Development of multiple enzyme patterning within self assembling nanoclay gel towards an artificial Golgi Apparatus

Abstract

As the complexity of pharmaceutical increases, the ability to replicate the complex biochemical signalling which drives biological processes with protein patterning techniques become essential. Protein patterning is the ability to define the position of proteins in space and time and enables the precise control of biological systems by directing or recreating entirely biological functions such a tissue regeneration, protein glycosylation and cellular function.

Advanced fabrication techniques have been developed to create biomaterials patterned with proteins for a range of biomedical applications, yet these techniques remain limited by their simplistic patterns, scalability and reduction of protein activity through immobilisation technique.

Laponite hydrogel protein patterning is a new technique promising to address these issues through a reaction-diffusion method capable of micron-scale protein patterns which remain bioactive after immobilization. However, despite its potential, the underlying mechanisms controlling protein diffusion, adsorption, and pattern stability within the Laponite network remain incompletely understood.

Overall, this thesis explored three key avenues of protein patterning within
Laponite hydrogel, developing understanding of the mechanism which drives the reaction/diffusion process and expanding the use of this technique for applications in tissue engineering and biocatalysis.

The first chapter models the physical interactions that occur during the diffusion of proteins through Laponite hydrogel, proposing two models, one for the mechanical changes and a second for the reaction-diffusion process, which gives the characteristic sharp diffusion front. The Dual-sorption model is identified as a model which correctly predicts the diffusion behaviour of BSA within Laponite hydrogel.
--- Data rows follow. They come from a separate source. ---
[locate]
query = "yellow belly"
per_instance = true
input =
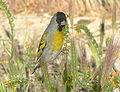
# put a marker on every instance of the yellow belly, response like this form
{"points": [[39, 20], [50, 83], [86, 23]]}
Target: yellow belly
{"points": [[57, 40]]}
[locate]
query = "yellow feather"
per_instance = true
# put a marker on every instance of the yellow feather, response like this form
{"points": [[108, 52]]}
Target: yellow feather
{"points": [[57, 40]]}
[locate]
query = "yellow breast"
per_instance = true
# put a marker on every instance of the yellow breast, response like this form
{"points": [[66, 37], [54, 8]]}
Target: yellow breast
{"points": [[57, 40]]}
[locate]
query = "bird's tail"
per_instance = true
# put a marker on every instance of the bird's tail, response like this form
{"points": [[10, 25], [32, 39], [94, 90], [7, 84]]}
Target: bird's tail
{"points": [[35, 68]]}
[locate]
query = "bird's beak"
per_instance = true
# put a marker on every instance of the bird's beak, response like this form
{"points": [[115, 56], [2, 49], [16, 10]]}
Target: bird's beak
{"points": [[63, 23]]}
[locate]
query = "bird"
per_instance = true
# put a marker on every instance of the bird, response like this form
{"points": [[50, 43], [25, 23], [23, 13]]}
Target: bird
{"points": [[52, 40]]}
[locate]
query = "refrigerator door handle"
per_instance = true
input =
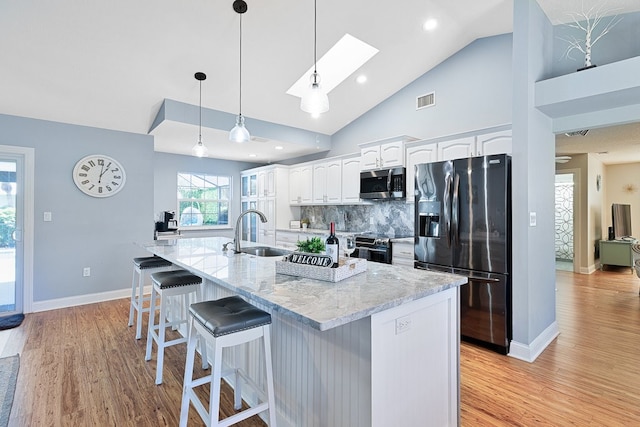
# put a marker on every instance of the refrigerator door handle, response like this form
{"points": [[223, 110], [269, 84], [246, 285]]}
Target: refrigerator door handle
{"points": [[482, 279], [455, 210], [446, 201]]}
The second chapter expands experimentation on the patterning behaviour of BMP-2, revealing its displacement within the Laponite hydrogel by BSA. To examine this observation, the influence of pH, fluorophore conjugation and protein charge on model proteins BSA and lysozyme. None of these variables changed ability to displace BSA or lysozyme suggesting reasoning through molecular charge alone is not sufficient to overcome the limitations of BMP-2 patterning, highlighting the need for more research into protein/protein/clay interaction.

The final chapter extended protein patterning to multiple enzymes, successfully
developing a method to pattern sequential rings active enzyme within Laponite hydrogel.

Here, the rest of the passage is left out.